If you ask a successful tech entrepreneur if they’ve made any angel investments, more often than not the answer is yes. Only, if you follow up that question with “have you made money”, the answer is almost always the same: no. Yet, many are still interested in angel investing as they see value in their existing investments, want to help entrepreneurs, and, of course, want to make out-sized returns.
I’ve found that after successful tech entrepreneurs scratch the itch of making a few angel investments, they don’t make any more investments even though they are casually interested in doing so. After probing why they haven’t made more investments, it always comes down to one main reason: they haven’t made any cash on the existing investments because they haven’t had any exits and the existing investments are illiquid.
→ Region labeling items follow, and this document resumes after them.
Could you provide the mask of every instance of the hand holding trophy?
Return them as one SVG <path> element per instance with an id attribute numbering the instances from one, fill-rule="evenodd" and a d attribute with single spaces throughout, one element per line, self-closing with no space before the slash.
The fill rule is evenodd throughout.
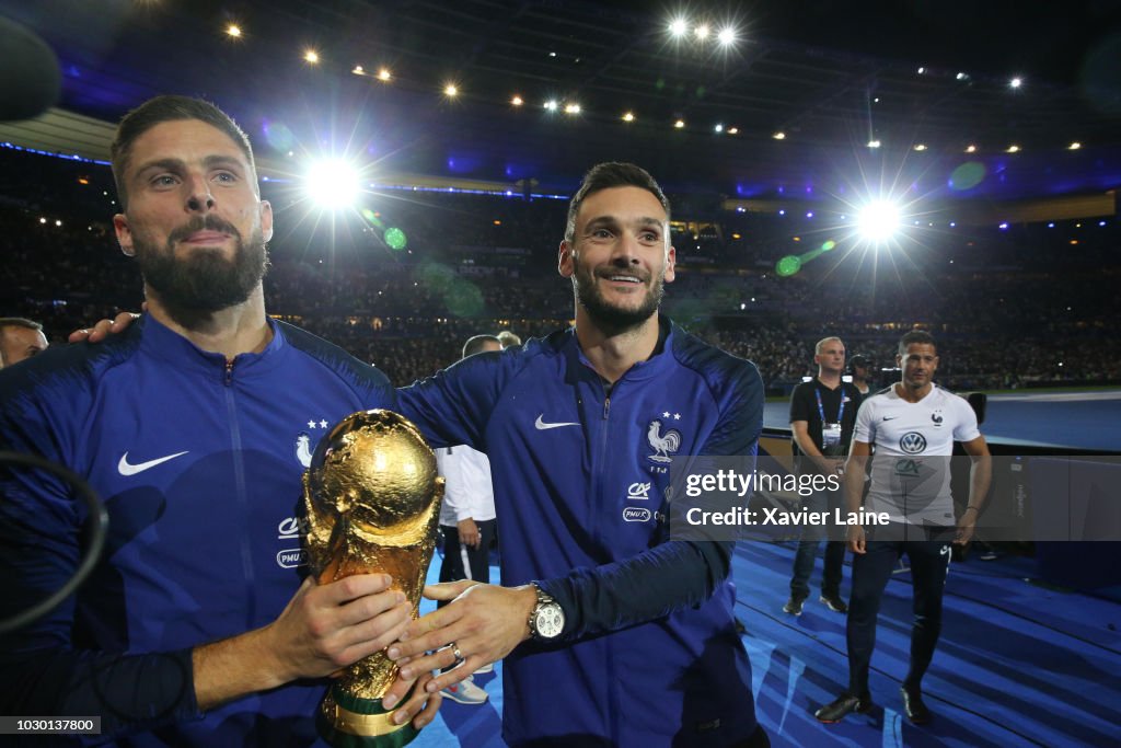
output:
<path id="1" fill-rule="evenodd" d="M 348 416 L 319 443 L 304 473 L 313 573 L 321 583 L 389 574 L 417 618 L 443 496 L 436 458 L 407 418 L 390 410 Z M 396 676 L 397 665 L 383 652 L 345 668 L 316 714 L 323 739 L 336 748 L 410 742 L 416 728 L 395 724 L 393 712 L 381 705 Z"/>

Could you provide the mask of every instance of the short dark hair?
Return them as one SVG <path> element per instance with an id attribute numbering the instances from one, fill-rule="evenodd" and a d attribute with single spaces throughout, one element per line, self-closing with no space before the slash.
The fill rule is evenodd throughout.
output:
<path id="1" fill-rule="evenodd" d="M 27 317 L 0 317 L 0 330 L 3 330 L 4 327 L 25 327 L 27 330 L 43 332 L 43 325 L 34 320 L 28 320 Z"/>
<path id="2" fill-rule="evenodd" d="M 117 136 L 113 138 L 113 145 L 109 148 L 113 182 L 117 183 L 117 195 L 120 197 L 122 209 L 127 207 L 129 202 L 128 191 L 124 188 L 124 173 L 128 170 L 129 158 L 132 156 L 132 145 L 140 136 L 157 124 L 178 120 L 198 120 L 228 135 L 231 140 L 238 144 L 241 153 L 249 160 L 256 188 L 257 164 L 253 161 L 253 149 L 249 145 L 249 137 L 238 127 L 233 118 L 202 99 L 175 95 L 156 96 L 124 116 L 124 119 L 117 126 Z"/>
<path id="3" fill-rule="evenodd" d="M 646 190 L 658 198 L 663 210 L 666 211 L 666 220 L 669 220 L 669 201 L 666 200 L 666 193 L 661 192 L 661 187 L 658 186 L 658 183 L 650 176 L 649 172 L 633 164 L 605 161 L 596 164 L 587 170 L 587 174 L 584 175 L 584 181 L 580 184 L 580 190 L 568 201 L 568 223 L 564 230 L 565 241 L 571 243 L 576 237 L 576 213 L 580 212 L 580 206 L 583 204 L 584 198 L 592 193 L 612 187 L 640 187 Z"/>
<path id="4" fill-rule="evenodd" d="M 502 348 L 502 341 L 498 339 L 498 335 L 475 335 L 474 338 L 469 338 L 467 342 L 463 344 L 463 358 L 481 353 L 487 348 L 487 343 L 494 343 L 499 348 Z"/>
<path id="5" fill-rule="evenodd" d="M 925 330 L 911 330 L 909 333 L 899 339 L 899 355 L 907 352 L 907 348 L 910 345 L 933 345 L 935 352 L 938 351 L 938 344 L 934 342 L 934 335 Z"/>

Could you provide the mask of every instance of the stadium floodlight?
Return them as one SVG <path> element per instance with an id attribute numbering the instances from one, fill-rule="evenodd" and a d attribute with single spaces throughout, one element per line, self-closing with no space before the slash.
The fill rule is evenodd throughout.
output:
<path id="1" fill-rule="evenodd" d="M 856 229 L 865 241 L 880 244 L 899 229 L 899 206 L 887 200 L 877 200 L 861 209 Z"/>
<path id="2" fill-rule="evenodd" d="M 350 207 L 360 192 L 358 170 L 341 158 L 315 161 L 307 170 L 304 191 L 324 210 Z"/>

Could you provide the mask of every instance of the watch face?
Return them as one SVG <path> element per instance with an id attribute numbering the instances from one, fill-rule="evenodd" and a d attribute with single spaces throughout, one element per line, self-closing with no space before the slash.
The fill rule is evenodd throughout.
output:
<path id="1" fill-rule="evenodd" d="M 564 630 L 564 610 L 555 602 L 547 602 L 537 611 L 537 635 L 544 639 L 560 636 Z"/>

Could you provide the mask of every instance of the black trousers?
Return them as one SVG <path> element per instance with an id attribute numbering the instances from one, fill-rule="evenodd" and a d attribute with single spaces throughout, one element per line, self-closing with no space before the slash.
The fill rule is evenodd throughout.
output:
<path id="1" fill-rule="evenodd" d="M 879 528 L 877 528 L 879 529 Z M 876 648 L 876 621 L 880 613 L 883 589 L 899 558 L 907 554 L 914 585 L 915 620 L 911 624 L 910 669 L 904 681 L 917 687 L 934 657 L 942 631 L 942 593 L 949 569 L 948 532 L 923 532 L 909 528 L 908 537 L 916 530 L 920 536 L 936 539 L 870 539 L 867 553 L 853 554 L 852 594 L 849 598 L 849 621 L 845 629 L 849 645 L 849 693 L 864 695 L 868 690 L 868 671 Z M 874 535 L 872 535 L 874 537 Z"/>

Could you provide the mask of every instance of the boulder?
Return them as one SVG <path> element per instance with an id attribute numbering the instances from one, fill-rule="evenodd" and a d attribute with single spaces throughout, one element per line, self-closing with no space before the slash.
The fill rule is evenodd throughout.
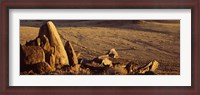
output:
<path id="1" fill-rule="evenodd" d="M 149 71 L 154 72 L 158 68 L 158 65 L 159 65 L 158 61 L 153 60 L 147 65 L 139 68 L 138 70 L 139 70 L 139 73 L 141 74 L 145 74 L 146 72 L 149 72 Z"/>
<path id="2" fill-rule="evenodd" d="M 50 60 L 49 61 L 50 66 L 52 67 L 52 69 L 55 69 L 55 56 L 54 56 L 54 54 L 50 55 L 50 59 L 49 60 Z"/>
<path id="3" fill-rule="evenodd" d="M 110 50 L 108 51 L 107 55 L 108 55 L 109 57 L 111 57 L 111 58 L 118 58 L 118 57 L 119 57 L 117 51 L 116 51 L 114 48 L 110 49 Z"/>
<path id="4" fill-rule="evenodd" d="M 138 69 L 138 64 L 136 63 L 133 63 L 133 62 L 129 62 L 127 65 L 126 65 L 126 70 L 128 72 L 128 74 L 135 74 Z"/>
<path id="5" fill-rule="evenodd" d="M 20 45 L 20 57 L 21 62 L 26 65 L 45 62 L 44 51 L 39 46 Z"/>
<path id="6" fill-rule="evenodd" d="M 109 60 L 109 56 L 108 55 L 102 55 L 99 56 L 97 58 L 93 59 L 94 62 L 99 63 L 99 64 L 103 64 L 104 66 L 109 66 L 112 67 L 112 61 Z"/>
<path id="7" fill-rule="evenodd" d="M 65 44 L 65 50 L 68 55 L 68 60 L 70 66 L 75 66 L 78 64 L 78 58 L 76 56 L 76 53 L 74 51 L 74 48 L 72 47 L 71 43 L 69 41 L 66 42 Z"/>
<path id="8" fill-rule="evenodd" d="M 60 65 L 69 65 L 68 56 L 53 22 L 48 21 L 40 27 L 38 37 L 45 38 L 44 35 L 48 38 L 50 46 L 55 48 L 55 63 Z"/>
<path id="9" fill-rule="evenodd" d="M 36 73 L 50 73 L 53 71 L 53 68 L 47 62 L 39 62 L 33 66 L 33 70 Z"/>

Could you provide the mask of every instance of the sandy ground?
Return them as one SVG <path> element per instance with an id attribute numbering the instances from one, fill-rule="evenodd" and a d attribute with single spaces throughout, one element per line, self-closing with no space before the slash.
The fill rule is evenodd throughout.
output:
<path id="1" fill-rule="evenodd" d="M 44 21 L 21 21 L 20 43 L 35 39 Z M 71 41 L 81 58 L 93 59 L 115 48 L 124 63 L 153 59 L 158 74 L 180 74 L 179 21 L 53 21 L 63 43 Z"/>

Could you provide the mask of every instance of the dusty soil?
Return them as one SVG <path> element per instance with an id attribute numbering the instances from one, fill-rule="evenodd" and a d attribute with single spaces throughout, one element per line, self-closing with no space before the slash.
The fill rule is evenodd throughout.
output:
<path id="1" fill-rule="evenodd" d="M 20 21 L 20 43 L 35 39 L 45 21 Z M 70 41 L 81 58 L 93 59 L 115 48 L 120 60 L 141 65 L 153 59 L 158 74 L 180 74 L 179 21 L 53 21 L 63 43 Z"/>

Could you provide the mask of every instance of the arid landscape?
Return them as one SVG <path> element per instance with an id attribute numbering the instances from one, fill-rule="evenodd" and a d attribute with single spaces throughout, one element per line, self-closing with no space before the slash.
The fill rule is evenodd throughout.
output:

Angel investments often take 7+ years to see a return, if any comes at all. So, after making a few investments, and not having any liquidity for a few years, angel investors get cold feet and don’t write more checks. Add in challenges like having to invest more money to maintain ownership positions for future financings (assuming pro-rata rights are respected by subsequent investors) combined with continued uncertainty about the outcome, and it’s clear that angel investing is much less glamorous than it appears.
Angel investors have a dilemma in that there’s no cash flow and an extended horizon to see any return, as well as no liquidity. Yet, there’s such great potential, both to help an entrepreneur and make a difference. Angel investing is difficult, very difficult.
What else? What are your thoughts on the angel investor dilemma of an illiquid financial model with a long-term horizon combined with the opportunity to help entrepreneurs change the world?